Sharing the benefits

‘Sharing the benefits’ predicted increased industry collaboration from co-creating new products to sharing intellectual property (IP). The report recommended that the food and drink industry woreds to engage society when creating products as a way to protect the environment.

Meanwhile, ‘Inspiring the next generation’ will see the food and drink industry integrate more with schools and universities. The report said that despite an increased use of automation and other technology, people will remain vital to tackling the issue of sustainability.

Joining forces

The final step ‘Joining forces’ would become accepted as the only way to grow positively while reducing the footprint, said the manufacturer.

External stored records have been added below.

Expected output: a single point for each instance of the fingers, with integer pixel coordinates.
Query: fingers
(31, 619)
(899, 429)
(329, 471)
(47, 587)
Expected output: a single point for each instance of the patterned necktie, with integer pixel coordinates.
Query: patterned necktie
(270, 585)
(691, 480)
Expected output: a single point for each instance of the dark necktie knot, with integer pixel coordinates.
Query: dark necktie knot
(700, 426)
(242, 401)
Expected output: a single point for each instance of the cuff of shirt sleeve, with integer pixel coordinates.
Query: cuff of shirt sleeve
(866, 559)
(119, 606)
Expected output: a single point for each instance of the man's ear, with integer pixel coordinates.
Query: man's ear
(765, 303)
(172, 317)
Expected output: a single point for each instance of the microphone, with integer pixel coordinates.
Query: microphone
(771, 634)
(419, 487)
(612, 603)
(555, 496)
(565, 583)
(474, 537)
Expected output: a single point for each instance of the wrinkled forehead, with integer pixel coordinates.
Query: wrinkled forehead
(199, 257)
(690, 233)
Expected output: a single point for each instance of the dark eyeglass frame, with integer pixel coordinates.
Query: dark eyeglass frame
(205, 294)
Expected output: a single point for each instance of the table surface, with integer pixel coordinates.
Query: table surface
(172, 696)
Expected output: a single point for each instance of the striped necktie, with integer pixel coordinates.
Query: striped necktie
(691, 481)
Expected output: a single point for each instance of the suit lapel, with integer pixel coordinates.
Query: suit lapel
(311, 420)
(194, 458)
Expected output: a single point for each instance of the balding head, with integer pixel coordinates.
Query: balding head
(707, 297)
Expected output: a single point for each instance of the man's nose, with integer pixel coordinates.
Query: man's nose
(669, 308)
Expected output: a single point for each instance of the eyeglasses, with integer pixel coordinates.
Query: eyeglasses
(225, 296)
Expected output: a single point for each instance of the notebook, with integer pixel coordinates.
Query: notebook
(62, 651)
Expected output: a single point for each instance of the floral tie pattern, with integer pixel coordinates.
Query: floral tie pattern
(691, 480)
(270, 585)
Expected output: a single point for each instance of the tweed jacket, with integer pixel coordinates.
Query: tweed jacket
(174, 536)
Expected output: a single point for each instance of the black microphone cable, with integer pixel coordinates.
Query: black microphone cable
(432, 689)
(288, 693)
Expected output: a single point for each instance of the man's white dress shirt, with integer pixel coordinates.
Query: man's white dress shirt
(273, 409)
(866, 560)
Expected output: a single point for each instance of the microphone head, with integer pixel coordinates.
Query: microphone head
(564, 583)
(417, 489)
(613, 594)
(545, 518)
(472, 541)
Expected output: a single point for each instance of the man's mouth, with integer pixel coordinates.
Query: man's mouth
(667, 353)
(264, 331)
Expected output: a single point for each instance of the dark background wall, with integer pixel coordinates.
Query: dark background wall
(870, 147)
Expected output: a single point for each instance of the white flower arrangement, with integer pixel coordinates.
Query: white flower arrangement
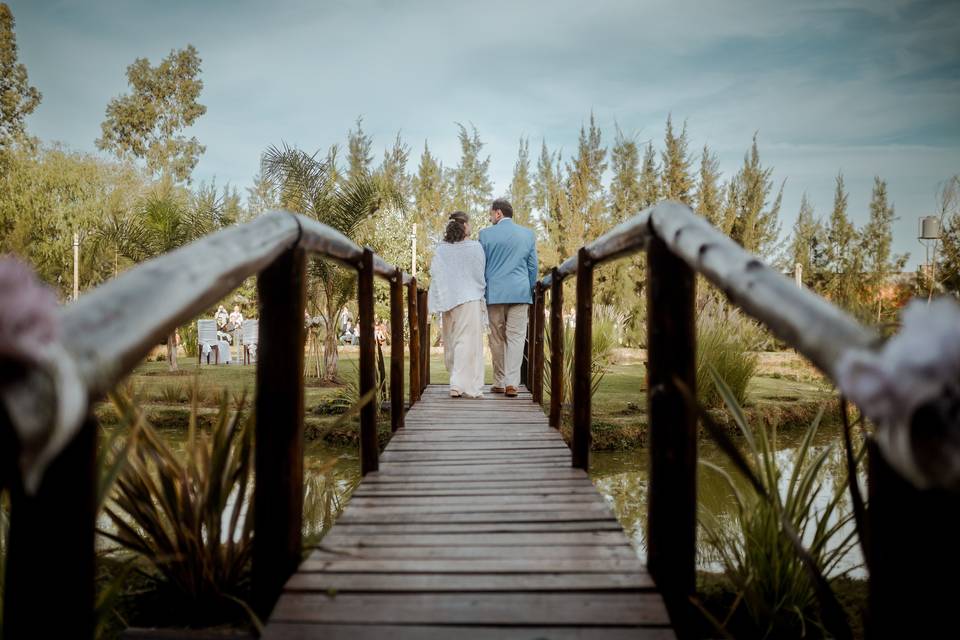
(910, 389)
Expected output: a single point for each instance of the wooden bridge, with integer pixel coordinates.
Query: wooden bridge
(476, 520)
(475, 526)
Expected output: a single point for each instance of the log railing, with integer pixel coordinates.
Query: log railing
(680, 244)
(109, 331)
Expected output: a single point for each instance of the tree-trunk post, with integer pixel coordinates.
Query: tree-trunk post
(413, 323)
(538, 305)
(582, 362)
(50, 558)
(912, 554)
(527, 362)
(424, 319)
(672, 492)
(556, 349)
(396, 350)
(369, 446)
(278, 453)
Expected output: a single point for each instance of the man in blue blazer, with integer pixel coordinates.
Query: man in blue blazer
(511, 272)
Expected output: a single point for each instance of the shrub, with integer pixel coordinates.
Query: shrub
(726, 342)
(171, 393)
(185, 516)
(779, 547)
(606, 325)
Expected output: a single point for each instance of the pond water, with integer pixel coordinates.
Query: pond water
(331, 474)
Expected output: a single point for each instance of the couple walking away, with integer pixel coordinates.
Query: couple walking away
(487, 282)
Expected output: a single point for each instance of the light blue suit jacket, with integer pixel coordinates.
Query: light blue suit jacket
(511, 270)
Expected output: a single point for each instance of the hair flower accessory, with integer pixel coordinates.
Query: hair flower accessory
(910, 389)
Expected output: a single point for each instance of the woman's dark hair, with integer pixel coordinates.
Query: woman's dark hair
(456, 227)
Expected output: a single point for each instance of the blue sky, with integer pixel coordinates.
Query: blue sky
(869, 88)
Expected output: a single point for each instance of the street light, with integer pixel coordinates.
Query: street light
(929, 235)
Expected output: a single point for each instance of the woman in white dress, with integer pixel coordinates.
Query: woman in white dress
(457, 287)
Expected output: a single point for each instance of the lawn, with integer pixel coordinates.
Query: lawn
(786, 390)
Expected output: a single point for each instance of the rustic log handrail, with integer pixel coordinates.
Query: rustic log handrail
(680, 244)
(111, 329)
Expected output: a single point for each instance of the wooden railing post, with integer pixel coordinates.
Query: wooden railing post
(556, 349)
(912, 541)
(396, 350)
(537, 377)
(582, 362)
(413, 323)
(525, 364)
(423, 316)
(50, 558)
(369, 446)
(672, 492)
(278, 454)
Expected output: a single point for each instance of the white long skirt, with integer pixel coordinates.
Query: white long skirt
(463, 347)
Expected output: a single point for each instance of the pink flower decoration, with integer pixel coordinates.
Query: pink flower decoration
(28, 312)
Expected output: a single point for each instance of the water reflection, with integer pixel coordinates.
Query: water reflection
(332, 473)
(622, 478)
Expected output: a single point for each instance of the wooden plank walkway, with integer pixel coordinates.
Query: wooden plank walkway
(475, 526)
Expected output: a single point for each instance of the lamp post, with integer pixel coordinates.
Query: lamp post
(929, 235)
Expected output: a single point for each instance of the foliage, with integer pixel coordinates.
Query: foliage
(17, 98)
(521, 189)
(186, 517)
(780, 546)
(676, 182)
(755, 219)
(948, 264)
(470, 187)
(46, 195)
(145, 123)
(808, 247)
(607, 322)
(726, 343)
(4, 540)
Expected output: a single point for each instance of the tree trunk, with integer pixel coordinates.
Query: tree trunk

It is recommended that food and drink manufacturers become key agents of change, using their insight to help educate and strengthen different aspects of the value chain and society on how to achieve positive environmental impact.

Steve Adams, group director of supply chain operations at Coca-Cola Enterprises GB, said: “Our research with Cranfield University has revealed valuable insights on how sustainability will evolve across the food and drink supply chain.

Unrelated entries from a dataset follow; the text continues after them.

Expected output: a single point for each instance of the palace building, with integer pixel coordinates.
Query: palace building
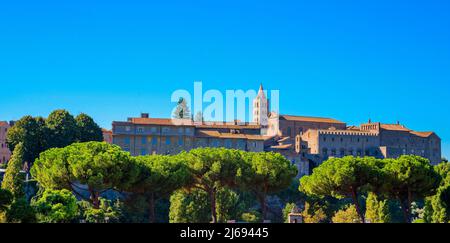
(306, 141)
(5, 153)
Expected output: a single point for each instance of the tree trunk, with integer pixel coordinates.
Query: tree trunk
(262, 201)
(95, 199)
(408, 205)
(405, 209)
(212, 196)
(357, 206)
(151, 208)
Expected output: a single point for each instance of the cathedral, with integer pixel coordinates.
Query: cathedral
(306, 141)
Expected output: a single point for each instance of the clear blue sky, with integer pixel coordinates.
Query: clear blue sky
(352, 60)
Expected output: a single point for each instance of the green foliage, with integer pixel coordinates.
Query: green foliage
(108, 212)
(287, 210)
(158, 176)
(189, 207)
(20, 211)
(194, 206)
(343, 177)
(228, 205)
(62, 129)
(58, 130)
(314, 214)
(348, 215)
(98, 165)
(6, 198)
(377, 211)
(251, 217)
(212, 168)
(32, 133)
(87, 129)
(13, 179)
(182, 110)
(437, 207)
(56, 206)
(409, 178)
(265, 173)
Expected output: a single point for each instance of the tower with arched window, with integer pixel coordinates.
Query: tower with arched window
(260, 110)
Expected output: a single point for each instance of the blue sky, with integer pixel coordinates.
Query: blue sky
(350, 60)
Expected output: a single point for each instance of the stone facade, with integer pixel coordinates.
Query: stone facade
(107, 135)
(142, 136)
(305, 141)
(314, 140)
(5, 153)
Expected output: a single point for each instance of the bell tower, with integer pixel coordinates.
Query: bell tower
(260, 110)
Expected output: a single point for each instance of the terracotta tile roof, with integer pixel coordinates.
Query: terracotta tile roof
(353, 128)
(181, 122)
(309, 119)
(395, 127)
(225, 125)
(161, 121)
(422, 134)
(106, 130)
(283, 146)
(217, 134)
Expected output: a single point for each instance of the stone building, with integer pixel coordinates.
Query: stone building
(107, 135)
(144, 135)
(306, 141)
(5, 153)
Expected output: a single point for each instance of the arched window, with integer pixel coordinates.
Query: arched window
(333, 152)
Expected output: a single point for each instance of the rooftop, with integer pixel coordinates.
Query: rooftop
(217, 134)
(188, 122)
(310, 119)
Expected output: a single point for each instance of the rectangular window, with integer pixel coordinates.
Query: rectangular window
(228, 143)
(143, 151)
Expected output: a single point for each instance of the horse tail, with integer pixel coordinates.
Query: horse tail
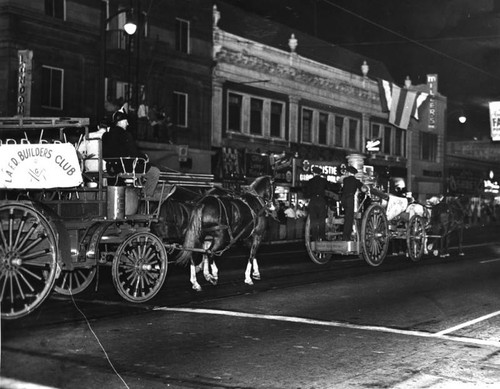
(193, 234)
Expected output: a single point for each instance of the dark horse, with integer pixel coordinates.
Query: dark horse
(219, 220)
(448, 216)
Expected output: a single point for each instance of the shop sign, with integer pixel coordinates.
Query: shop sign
(495, 120)
(25, 65)
(432, 82)
(465, 181)
(283, 166)
(257, 165)
(39, 166)
(331, 172)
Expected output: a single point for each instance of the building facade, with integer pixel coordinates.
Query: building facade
(214, 90)
(275, 93)
(77, 61)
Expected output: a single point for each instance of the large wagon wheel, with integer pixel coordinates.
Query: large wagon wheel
(72, 282)
(374, 235)
(318, 257)
(140, 267)
(415, 237)
(28, 254)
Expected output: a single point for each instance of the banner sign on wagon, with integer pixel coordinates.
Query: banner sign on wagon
(39, 166)
(495, 120)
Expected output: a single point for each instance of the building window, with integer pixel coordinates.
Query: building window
(339, 131)
(234, 112)
(428, 146)
(387, 140)
(322, 128)
(306, 125)
(353, 140)
(52, 87)
(399, 144)
(276, 119)
(180, 109)
(182, 35)
(55, 9)
(256, 116)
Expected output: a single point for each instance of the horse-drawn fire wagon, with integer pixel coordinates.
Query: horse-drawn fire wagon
(379, 218)
(60, 218)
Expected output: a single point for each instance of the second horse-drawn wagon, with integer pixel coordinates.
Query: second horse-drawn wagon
(379, 219)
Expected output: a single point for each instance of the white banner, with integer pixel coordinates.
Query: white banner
(39, 166)
(495, 120)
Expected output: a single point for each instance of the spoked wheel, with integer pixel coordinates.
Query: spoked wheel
(75, 281)
(415, 237)
(28, 255)
(140, 267)
(374, 235)
(318, 257)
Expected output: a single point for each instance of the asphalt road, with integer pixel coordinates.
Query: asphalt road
(431, 324)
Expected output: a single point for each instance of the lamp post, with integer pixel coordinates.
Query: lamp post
(130, 28)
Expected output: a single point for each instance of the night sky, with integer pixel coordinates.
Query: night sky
(457, 39)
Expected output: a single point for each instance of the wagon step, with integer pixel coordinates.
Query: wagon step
(336, 246)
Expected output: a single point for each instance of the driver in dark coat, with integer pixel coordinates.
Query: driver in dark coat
(350, 185)
(315, 190)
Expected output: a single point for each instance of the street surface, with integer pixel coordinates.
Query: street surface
(431, 324)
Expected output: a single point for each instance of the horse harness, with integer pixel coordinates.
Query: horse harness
(224, 212)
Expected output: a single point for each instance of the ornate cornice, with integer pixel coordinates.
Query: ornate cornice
(284, 71)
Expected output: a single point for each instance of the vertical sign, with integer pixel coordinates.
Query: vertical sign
(495, 120)
(25, 66)
(432, 83)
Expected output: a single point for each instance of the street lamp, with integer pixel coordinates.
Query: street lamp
(130, 28)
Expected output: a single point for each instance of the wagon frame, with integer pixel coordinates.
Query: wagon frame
(373, 230)
(56, 238)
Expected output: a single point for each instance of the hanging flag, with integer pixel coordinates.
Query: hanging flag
(402, 104)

“We’re excited to already be putting these actions into practice and have today launched a £56M investment plan as we continue our commitment to sustainable local manufacturing here in GB.”

Mark Jolly, professor of sustainable manufacturing at Cranfield University, added: “This joint research project between Coca-Cola Enterprises and Cranfield University has been a fascinating exploration of how the food and drink industry can truly embrace sustainable manufacturing in the future.” 

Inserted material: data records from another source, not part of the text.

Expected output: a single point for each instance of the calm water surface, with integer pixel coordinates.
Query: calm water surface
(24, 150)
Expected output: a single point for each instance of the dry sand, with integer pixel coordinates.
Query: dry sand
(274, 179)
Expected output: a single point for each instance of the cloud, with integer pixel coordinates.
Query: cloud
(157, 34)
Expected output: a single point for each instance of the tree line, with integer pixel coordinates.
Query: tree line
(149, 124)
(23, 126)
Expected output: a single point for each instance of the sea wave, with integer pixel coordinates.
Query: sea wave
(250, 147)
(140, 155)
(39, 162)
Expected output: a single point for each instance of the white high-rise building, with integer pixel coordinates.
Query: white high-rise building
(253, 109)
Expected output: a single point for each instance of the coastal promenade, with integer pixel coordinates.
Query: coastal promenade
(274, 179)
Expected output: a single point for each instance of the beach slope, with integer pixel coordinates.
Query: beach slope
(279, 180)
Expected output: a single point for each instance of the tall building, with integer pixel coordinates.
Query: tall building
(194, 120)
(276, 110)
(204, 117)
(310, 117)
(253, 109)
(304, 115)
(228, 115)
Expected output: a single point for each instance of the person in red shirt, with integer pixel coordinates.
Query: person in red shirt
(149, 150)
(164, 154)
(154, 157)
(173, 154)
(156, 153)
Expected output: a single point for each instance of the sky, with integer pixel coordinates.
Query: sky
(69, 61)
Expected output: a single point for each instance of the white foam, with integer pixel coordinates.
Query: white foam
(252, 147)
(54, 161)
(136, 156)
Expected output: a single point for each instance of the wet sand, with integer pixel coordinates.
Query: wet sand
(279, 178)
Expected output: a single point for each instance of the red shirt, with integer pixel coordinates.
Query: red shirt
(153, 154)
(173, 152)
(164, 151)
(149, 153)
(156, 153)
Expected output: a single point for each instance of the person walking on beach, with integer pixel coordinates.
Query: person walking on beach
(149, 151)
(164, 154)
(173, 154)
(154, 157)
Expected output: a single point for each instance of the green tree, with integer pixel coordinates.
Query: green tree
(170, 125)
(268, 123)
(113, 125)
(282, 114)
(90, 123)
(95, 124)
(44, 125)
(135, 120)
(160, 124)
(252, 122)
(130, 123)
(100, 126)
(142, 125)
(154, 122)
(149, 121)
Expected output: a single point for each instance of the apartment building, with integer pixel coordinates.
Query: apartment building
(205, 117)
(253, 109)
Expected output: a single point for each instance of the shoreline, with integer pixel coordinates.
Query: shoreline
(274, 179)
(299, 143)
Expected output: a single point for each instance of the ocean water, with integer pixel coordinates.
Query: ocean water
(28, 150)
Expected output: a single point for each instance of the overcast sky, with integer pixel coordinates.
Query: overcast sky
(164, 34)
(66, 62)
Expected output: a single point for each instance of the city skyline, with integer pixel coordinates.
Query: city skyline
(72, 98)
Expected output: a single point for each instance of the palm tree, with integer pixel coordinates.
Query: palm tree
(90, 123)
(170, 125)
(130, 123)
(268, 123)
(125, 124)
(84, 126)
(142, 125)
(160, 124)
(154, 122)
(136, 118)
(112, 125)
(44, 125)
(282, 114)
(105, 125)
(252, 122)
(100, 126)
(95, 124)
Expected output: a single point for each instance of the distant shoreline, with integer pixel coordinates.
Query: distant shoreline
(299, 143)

The five pathways truly impact not only businesses but their employees, consumers, customers and the wider society in which they operate, he said.    

 

Five pathways for sustainable food and drink manufacturing

1. Anticipating the future:

“In the future, manufacturers’ use of big data and the Internet of Things will increasingly help to assure quality and address resource productivity – improving efficiency across the whole supply chain. Technology and analytics will facilitate greater real-time visibility, with innovations such as pervasive sensors giving rise to ‘smart’ operations from ‘farm to fork’, supporting the balance between supply and demand.”

2. Providing nutrition:

“In the future, the food and drink industry will continue to face greater scrutiny in all aspects of business, from ingredients used to the ethics of food labelling and animal welfare. ‘Smart’ ingredients will emerge, with the potential to replace or alter other content such as sugar, fat and salt. It is recommended that the food and drink industry continues its efforts to offer new services that focus on delivering broad value to customers, increasing emphasis on personalisation and nutrition.”

3. Sharing the benefits:

“In the future, increased industry collaboration is expected to emerge, from co-creating new products to sharing IP. It is recommended that the food and drink industry works to engage society when creating products, with shared IP and open innovation used as a way to protect the environment. Large food and drink companies must show leadership and proactively engage with consumers to deliver against their needs.”

4. Inspiring the next generation:

“In the future, the skills gap will continue to grow as a generation of experienced employees retire. Despite an increased use of automation and other technology, people will remain vital to tackling the challenges of sustainability. It is recommended that the food and drink industry does more to integrate with schools and universities, reaching learners as early as possible.”

5. Joining forces:

“In the future, the way value and leadership is understood will change dramatically as companies join forces with customers, with society and with each other. This will become accepted as the only way to grow positively whilst reducing footprint. It is recommended that food and drink manufacturers become key agents of change, using their insight to help educate and strengthen different aspects of the value chain and society on how to achieve positive environmental impact.”